I'll start with the easy things and then get into the really nasty. The first up is aphids. Oh my word do I have aphids. I have black aphids; I have green aphids. Above are my fava beans which are a sacrifice to the lady bug gods. I have found some ladies in the garden. This morning I found one right near these aphids on a leaf. It was one of the smallest lady bugs I'd seen. The other was on my chamomile and that sucker was huge. So far I haven't seen children, but I've got my fingers crossed. With zucchini I can hand pollinate, but with lady bugs all I can do to speed the process is provide a free meal.
The worst damage that the aphids have done so far is on my plum tree. If I'd noticed it earlier I could have helped it more. But the plum tree is not in the garden proper so doesn't get looked at every day. I noticed the leaves looked funny one day. Oh the poor tree. I took the hose and sprayed them down and checked the other trees. The apple tree had some too, not as much but enough that I needed to wash them off. I'll do it again in a week and every week after as long as I find a bad infestation.
Second up are my squash plants. They have some sort of fungus attacking them. I'm not sure what it is. So far no cucumber beetles, so I'm counting my blessings there. These will have to get sprayed, but the plants seem to be holding up OK.
The last is the worst. It is hard to describe how bad it is. Above is my pepper patch. It doesn't look all that bad does it? Yeah the lower leaves are all gone, but still things look green. I grew most of my peppers from seed, but I had germination issues. So I bought one six pack from Pemperton Farms down the road. Oh how I wish I hadn't. The plants looked fine. I really don't put them under a microscope since I've never ever had an issue with pepper diseases in the past. Peppers seemed safe.
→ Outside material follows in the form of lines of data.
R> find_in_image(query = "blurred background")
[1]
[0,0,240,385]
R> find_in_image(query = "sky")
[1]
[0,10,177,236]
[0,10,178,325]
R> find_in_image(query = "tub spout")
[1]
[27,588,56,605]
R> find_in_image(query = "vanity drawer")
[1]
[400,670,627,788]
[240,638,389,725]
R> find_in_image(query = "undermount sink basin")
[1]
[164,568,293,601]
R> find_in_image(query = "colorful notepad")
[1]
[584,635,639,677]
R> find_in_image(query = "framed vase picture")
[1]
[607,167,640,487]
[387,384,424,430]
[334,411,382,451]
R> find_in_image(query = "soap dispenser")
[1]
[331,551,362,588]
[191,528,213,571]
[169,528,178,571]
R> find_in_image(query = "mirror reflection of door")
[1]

Well it turns out they had bacterial spot, which whipped right through the peppers before I even noticed there was a real problem. Bacterial spot can wipe out the crop. I may or may not get any peppers this year. I'm trying to control it with two things. One keeping the peppers clean of any leaves that are infected. And two spraying with Serenade. Serenade and keeping infected leaves off is how I got a good harvest of tomatoes in 2009 when late blight went through the garden. I can only hope it works this time. Serenade is a biological. It is a bacteria that kills fungi and other bacteria. I read the list of which one it controls, but honestly I haven't a clue what bacteria it is that has infected the peppers. I speak Latin for plant names at times, but not so much for bacteria.
One of the reasons bacterial spot is not a big player is that it doesn't live long in the soil or on plant debris. It can last up to a year, but as long as you rotate your crops you should be fine. Except for one thing. The disease can be carried on seed and you can buy infected plants brought up from the South. So I won't be saving any pepper seeds this year. Which is too bad since I wanted to save quite a bit. None of the pepper plants will be put in the compost and the solanum rotation is every three years. So next year I ought to be fine. But I hope to get peppers still this year. I might not. Time will tell.